The Red River may be famous for growing wheat, but there is a crop of budding economists coming out of Moorhead High School teacher Doug Johnson’s classes that’s gaining recognition, too.

Lukas Gemar, Adam Hannon-Hatfield, Jim Kallander and Ryan Vesledahl, representing Moorhead, beat out 13 other teams from around the state last week to win the Economics Challenge held at the Federal Reserve Bank of Minneapolis.

The four students took a test Monday to see if they will be one of six state champion teams competing for the national championship, sponsored by the Council on Economic Education in New York City May 22-24.

Johnson’s students have competed at the national level twice before, taking the title the first year his team competed in 2004 and coming in second in 2006. Last year’s team took second place in the state. “We’ve had a lot of luck,” Johnson said. “We’ve done quite well.”

It’s not just Moorhead either. Last year, Little Falls beat out more than 2,000 teams from across the country to become the national champions. Minnesota students and their coaches have reached the national contest in seven of the nine years of competition, more than any other state.

“We have a terrific bench of economics teachers across the state,” said Claudia Parliament, director of the Minnesota chapter of the Council and a professor of applied economics at the University of Minnesota, which organized the event.

Some schools are consistent contenders, but new schools are always entering, she said. “Once they get a taste for it, they become more competitive.” Parliament described this year’s competition as one of the closest she has seen, with Moorhead beating out second-place Eden Prairie in the final buzzer round.

The purpose of the 25-year-old competition is to “promote economic education and literacy … essential to have a successful future life as consumer, investor, saver, whatever,” Parliament explained.

Students are tested for their knowledge of macroeconomics, microeconomics, international economics and current events, with some “fun” questions thrown in, she explained. One question had contestants rearranging the letters in ‘alarming’ to come up with an economics term during the lightning round.

With economics front-page news these days, the past two years have been “a great time to teach economics,” Johnson said. The Fargo-Moorhead metro area, however, enjoys the lowest unemployment of any metro area in the nation. Johnson said the impact of the downturn in many case is something his students read about “rather than experience directly.”

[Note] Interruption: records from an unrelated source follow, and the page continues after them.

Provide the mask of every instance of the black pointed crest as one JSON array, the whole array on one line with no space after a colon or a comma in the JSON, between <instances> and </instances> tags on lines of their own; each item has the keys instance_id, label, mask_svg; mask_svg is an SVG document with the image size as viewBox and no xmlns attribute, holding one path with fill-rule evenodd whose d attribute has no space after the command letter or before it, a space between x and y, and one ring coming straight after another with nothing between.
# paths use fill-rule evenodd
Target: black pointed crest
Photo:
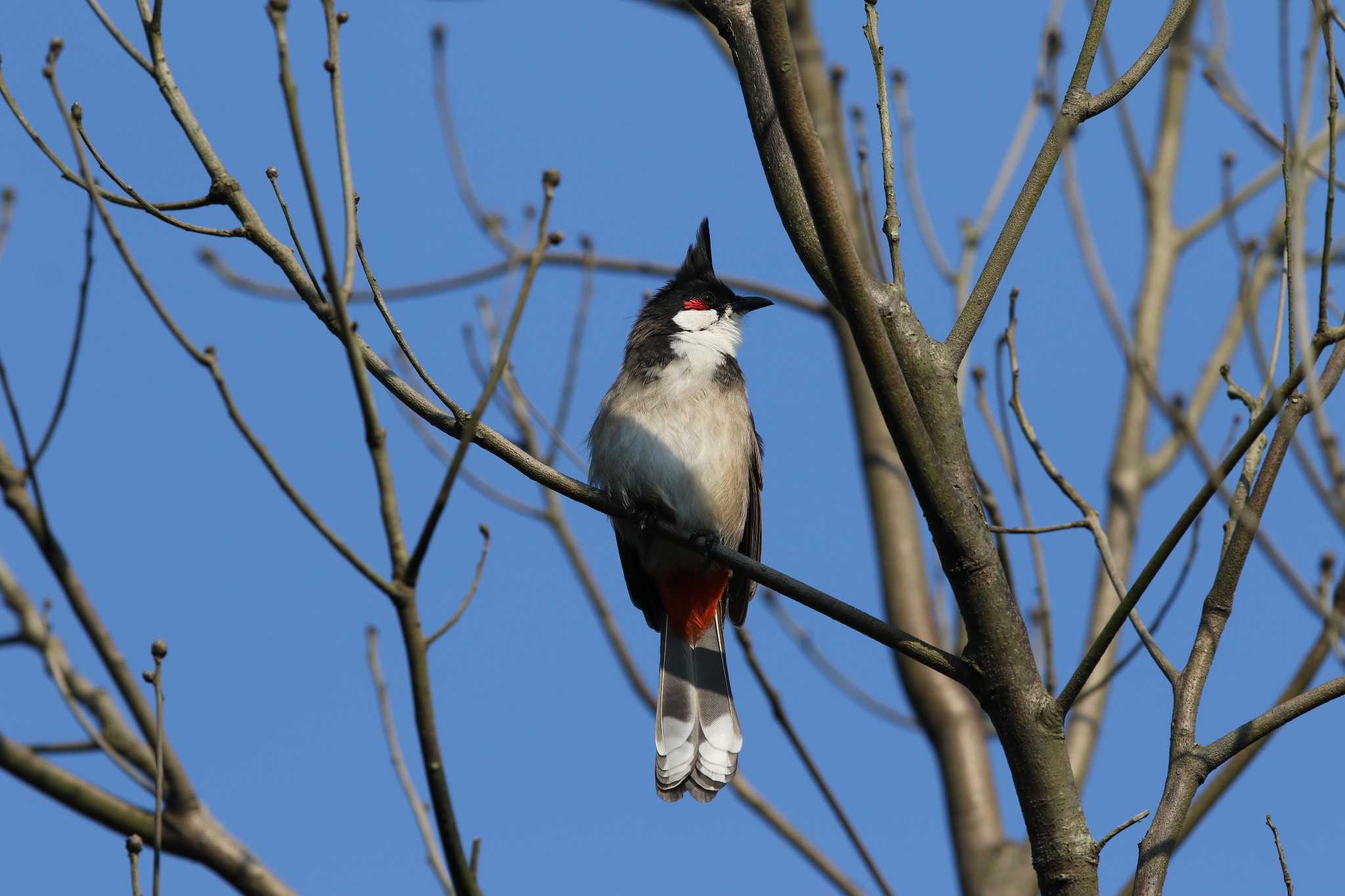
<instances>
[{"instance_id":1,"label":"black pointed crest","mask_svg":"<svg viewBox=\"0 0 1345 896\"><path fill-rule=\"evenodd\" d=\"M682 277L714 277L714 262L710 258L710 219L702 218L695 230L695 243L686 250L686 259L677 273Z\"/></svg>"}]
</instances>

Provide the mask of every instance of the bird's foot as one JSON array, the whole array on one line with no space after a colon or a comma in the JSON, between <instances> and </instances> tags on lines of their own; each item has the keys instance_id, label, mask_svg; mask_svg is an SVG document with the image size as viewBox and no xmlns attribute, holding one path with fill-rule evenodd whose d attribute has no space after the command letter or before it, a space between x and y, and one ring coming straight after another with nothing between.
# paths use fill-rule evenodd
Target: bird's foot
<instances>
[{"instance_id":1,"label":"bird's foot","mask_svg":"<svg viewBox=\"0 0 1345 896\"><path fill-rule=\"evenodd\" d=\"M701 575L709 575L710 567L714 564L714 559L710 555L714 553L714 548L720 547L720 536L714 532L698 532L695 537L705 552L705 564L701 567Z\"/></svg>"},{"instance_id":2,"label":"bird's foot","mask_svg":"<svg viewBox=\"0 0 1345 896\"><path fill-rule=\"evenodd\" d=\"M650 549L650 543L654 541L655 524L659 521L659 517L658 509L648 504L635 508L635 525L640 529L640 547L646 551Z\"/></svg>"}]
</instances>

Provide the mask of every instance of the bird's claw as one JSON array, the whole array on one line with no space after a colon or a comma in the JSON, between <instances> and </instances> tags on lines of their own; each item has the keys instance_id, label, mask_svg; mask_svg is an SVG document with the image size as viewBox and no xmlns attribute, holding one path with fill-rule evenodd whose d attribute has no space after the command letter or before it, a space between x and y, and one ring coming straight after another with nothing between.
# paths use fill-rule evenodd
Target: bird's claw
<instances>
[{"instance_id":1,"label":"bird's claw","mask_svg":"<svg viewBox=\"0 0 1345 896\"><path fill-rule=\"evenodd\" d=\"M714 564L713 557L714 548L720 547L720 536L714 532L702 532L697 536L701 540L701 549L705 552L705 564L701 567L701 575L709 575L710 567Z\"/></svg>"}]
</instances>

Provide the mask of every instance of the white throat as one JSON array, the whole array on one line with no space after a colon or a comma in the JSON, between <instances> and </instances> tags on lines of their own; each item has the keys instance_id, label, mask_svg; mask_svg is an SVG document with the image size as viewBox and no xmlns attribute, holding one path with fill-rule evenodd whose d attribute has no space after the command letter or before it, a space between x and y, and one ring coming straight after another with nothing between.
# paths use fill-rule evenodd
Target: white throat
<instances>
[{"instance_id":1,"label":"white throat","mask_svg":"<svg viewBox=\"0 0 1345 896\"><path fill-rule=\"evenodd\" d=\"M672 322L682 328L672 336L672 352L683 361L682 375L712 376L725 357L734 357L742 341L738 316L720 317L713 310L679 312Z\"/></svg>"}]
</instances>

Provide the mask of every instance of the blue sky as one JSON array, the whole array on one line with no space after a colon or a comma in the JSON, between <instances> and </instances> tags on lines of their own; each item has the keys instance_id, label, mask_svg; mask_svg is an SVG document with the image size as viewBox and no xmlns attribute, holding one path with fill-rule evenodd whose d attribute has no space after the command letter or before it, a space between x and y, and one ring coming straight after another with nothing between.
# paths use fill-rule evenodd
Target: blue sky
<instances>
[{"instance_id":1,"label":"blue sky","mask_svg":"<svg viewBox=\"0 0 1345 896\"><path fill-rule=\"evenodd\" d=\"M134 31L132 5L109 5L124 28ZM208 12L199 4L165 5L168 56L179 83L273 232L284 232L262 173L268 165L280 169L300 219L307 215L262 4L211 4ZM816 5L829 59L850 71L847 103L870 106L862 4ZM1128 60L1149 40L1166 4L1116 5L1108 34L1118 58ZM1233 5L1231 67L1254 107L1278 128L1274 4ZM511 226L526 203L537 201L538 173L554 167L564 183L553 222L568 234L569 247L588 232L599 251L675 262L709 215L721 273L815 293L775 215L732 71L687 17L633 1L352 3L350 9L343 59L351 153L362 234L385 286L496 258L463 210L430 105L428 34L433 21L444 20L453 103L475 188ZM1032 86L1045 8L978 4L968 15L951 4L884 4L882 13L888 62L911 79L925 196L944 246L955 246L958 220L979 211ZM1084 13L1081 4L1065 4L1065 62L1077 48ZM1306 4L1295 4L1295 46L1305 24ZM66 40L66 95L83 103L89 133L118 173L155 199L203 192L204 175L152 83L79 4L59 11L19 4L7 11L0 35L5 77L48 142L71 159L39 75L54 34ZM1200 34L1208 36L1208 20ZM339 193L316 3L296 4L291 36L324 206L334 211ZM1161 70L1127 99L1146 149ZM1100 89L1100 74L1092 86ZM1318 122L1321 105L1314 106ZM1044 129L1038 122L1029 153ZM65 363L85 203L8 117L0 134L0 181L19 191L0 262L0 351L24 416L38 427ZM1178 222L1217 203L1223 150L1237 153L1239 183L1274 161L1198 78L1184 136ZM870 144L877 144L876 133ZM1077 146L1093 228L1128 305L1141 269L1142 218L1115 114L1088 122ZM928 261L904 189L898 203L912 302L929 330L942 334L951 321L947 289ZM1244 232L1264 232L1275 203L1274 187L1250 203L1239 216ZM1319 240L1319 208L1315 195L1310 244ZM231 223L219 210L194 220ZM218 348L243 414L296 486L351 545L382 564L374 484L339 344L297 304L219 285L195 259L206 238L128 211L118 212L118 222L184 330ZM303 234L312 250L307 222ZM213 249L241 271L278 279L241 240L217 240ZM410 704L386 600L274 488L225 416L208 377L152 317L102 234L95 253L85 352L66 419L42 465L56 532L133 664L148 665L151 641L167 639L169 735L211 811L234 834L300 892L434 892L387 762L363 662L363 629L374 623L385 631L383 666L410 746ZM1162 355L1165 390L1189 388L1232 301L1235 277L1220 232L1184 259ZM545 270L515 344L519 377L543 408L557 400L578 285L574 271ZM599 277L569 431L574 443L620 363L642 293L656 285L652 278ZM1005 285L1022 287L1024 391L1037 430L1059 465L1100 506L1122 363L1084 278L1059 181L1049 185ZM1309 287L1315 287L1315 277ZM495 286L483 289L498 296ZM395 308L421 359L463 403L476 392L460 340L463 324L473 320L476 294L464 290ZM976 363L993 361L994 337L1007 314L1003 300L991 306L972 347ZM375 345L390 343L371 308L358 309L356 317ZM755 314L741 360L768 445L763 559L880 613L849 407L827 330L785 308ZM1250 382L1251 369L1240 353L1235 373ZM394 402L386 395L378 402L404 516L416 531L441 467L404 424ZM1221 443L1233 412L1216 402L1202 430L1206 443ZM1154 441L1163 434L1155 427ZM7 419L0 435L16 453ZM982 469L994 472L1006 494L979 422L968 422L968 438ZM482 453L468 463L511 494L535 498L535 488L503 463ZM1302 477L1289 473L1271 501L1268 525L1311 578L1322 549L1341 553L1340 536ZM1073 516L1037 469L1028 466L1026 480L1038 521ZM1157 545L1197 484L1193 465L1184 461L1150 494L1139 557ZM656 638L627 603L607 521L582 506L566 509L652 678ZM733 797L710 806L664 806L650 793L648 713L612 662L553 537L538 524L459 488L422 579L426 619L444 618L456 606L483 521L495 537L480 592L432 654L449 782L460 825L468 837L483 840L483 885L495 893L674 893L691 885L706 893L749 887L822 892L826 884L811 866ZM1219 523L1213 514L1205 520L1192 580L1158 635L1174 658L1186 654L1213 574ZM1095 553L1080 532L1048 536L1045 544L1057 664L1069 669L1083 637ZM1024 576L1030 568L1026 544L1015 543L1014 551ZM58 634L81 670L97 673L54 580L9 514L0 514L0 556L34 596L55 600ZM1174 575L1176 566L1161 576L1155 594L1165 592ZM1020 590L1029 591L1030 582L1020 578ZM795 617L849 674L881 699L904 703L884 649L803 609ZM749 625L802 736L889 880L908 893L950 892L952 856L924 740L839 696L763 607ZM1201 739L1263 711L1315 631L1317 623L1254 555L1206 692ZM1132 635L1126 631L1123 638L1128 645ZM1338 672L1332 660L1322 677ZM868 887L862 865L737 656L730 673L746 739L741 767ZM7 736L77 736L31 653L0 652L0 729ZM1095 834L1157 805L1169 705L1165 684L1142 657L1120 678L1084 795ZM1280 827L1303 892L1325 892L1338 880L1340 786L1319 768L1345 732L1341 711L1330 705L1276 736L1181 849L1170 892L1264 893L1278 887L1266 813ZM130 794L97 756L67 764ZM998 758L997 768L1006 825L1021 836ZM124 884L120 837L9 778L0 778L0 857L11 892L116 892ZM1132 870L1142 830L1132 827L1108 845L1103 892L1115 891ZM227 892L208 872L174 858L165 865L165 887Z\"/></svg>"}]
</instances>

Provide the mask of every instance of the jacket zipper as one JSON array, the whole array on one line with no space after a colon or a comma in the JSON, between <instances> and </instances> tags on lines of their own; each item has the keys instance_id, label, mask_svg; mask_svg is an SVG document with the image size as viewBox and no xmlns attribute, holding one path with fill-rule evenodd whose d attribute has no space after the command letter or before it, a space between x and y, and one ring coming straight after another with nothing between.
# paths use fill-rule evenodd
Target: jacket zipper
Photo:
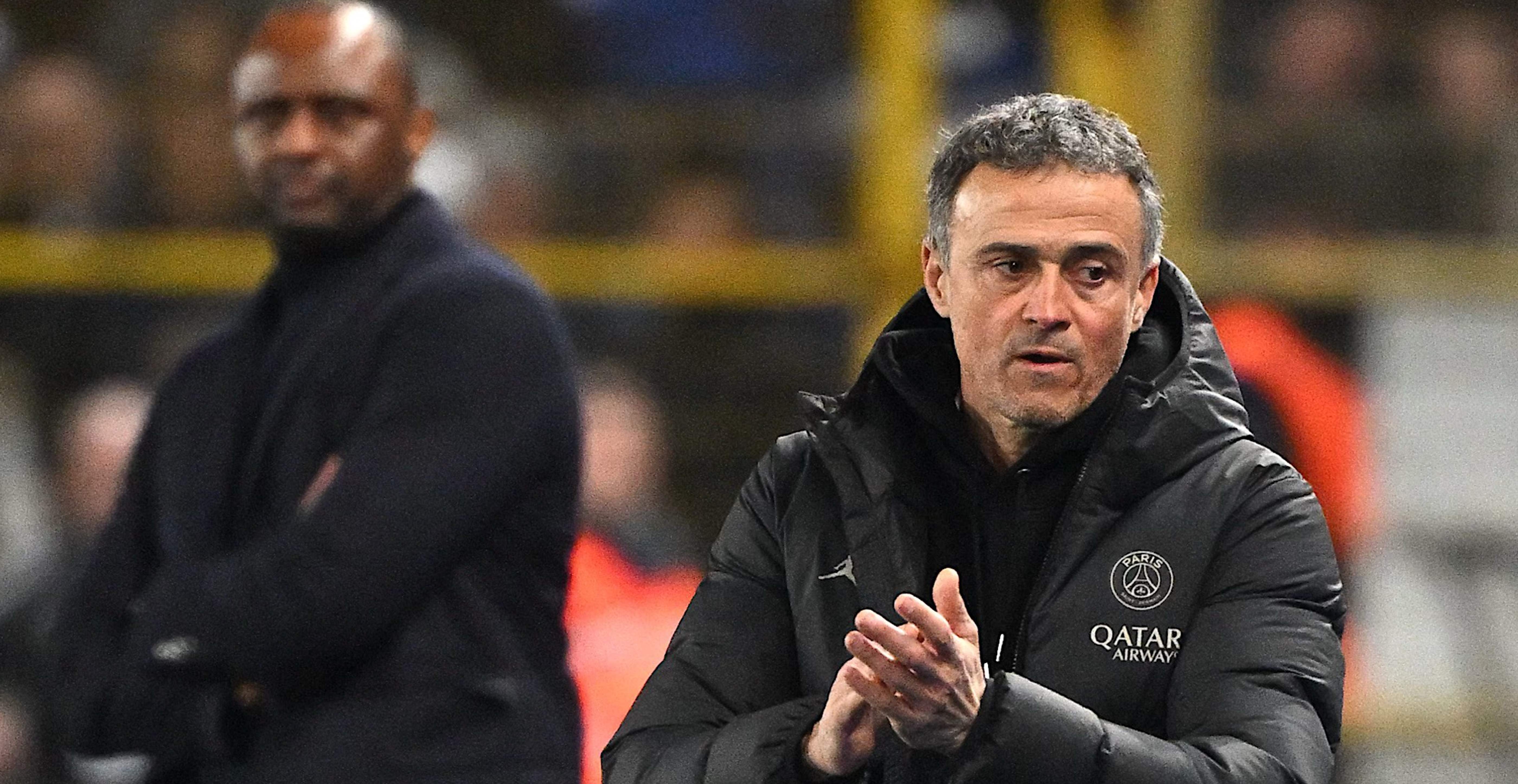
<instances>
[{"instance_id":1,"label":"jacket zipper","mask_svg":"<svg viewBox=\"0 0 1518 784\"><path fill-rule=\"evenodd\" d=\"M1105 437L1107 428L1102 429L1098 444L1101 444ZM1060 513L1060 520L1053 525L1053 531L1049 532L1049 546L1044 547L1044 557L1038 561L1038 572L1034 572L1034 582L1028 590L1028 599L1023 599L1023 620L1019 623L1017 640L1013 643L1013 666L1008 672L1022 675L1023 649L1028 648L1028 614L1034 608L1034 596L1038 596L1038 590L1043 587L1044 570L1049 567L1049 555L1053 552L1053 544L1060 540L1060 531L1064 529L1064 523L1070 519L1070 514L1075 510L1075 502L1081 497L1081 490L1085 482L1085 469L1091 466L1091 456L1094 453L1096 447L1093 446L1091 452L1088 452L1085 459L1081 461L1081 470L1075 475L1075 485L1070 488L1070 499L1064 502L1064 511Z\"/></svg>"}]
</instances>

Starting the year with 19 students competing for slots on his teams, Johnson met with the students once week to talk about assigned reading, including economics blogs and texts. The students, for example, “read articles pro and con on the stimulus package, then talked about theory underneath the arguments,” he said. He took two five-member teams to regional competition earlier this year in St. Cloud and the four-member team to Minneapolis last week.

This is Johnson’s 10th year teaching economics after a 15-year career as a lobbyist for Amoco and a stint as assistant attorney general for North Dakota before that.

He credits the competition with sparking his students’ interest in economics, and more. “Kids like competition; they have fun and look forward to it,” he said. “The competition is intense. They go up against some of the best schools in the nation. It’s fun for kids from Moorhead to compete against kids going to big schools in the city or private schools and do equally as well,” he concluded.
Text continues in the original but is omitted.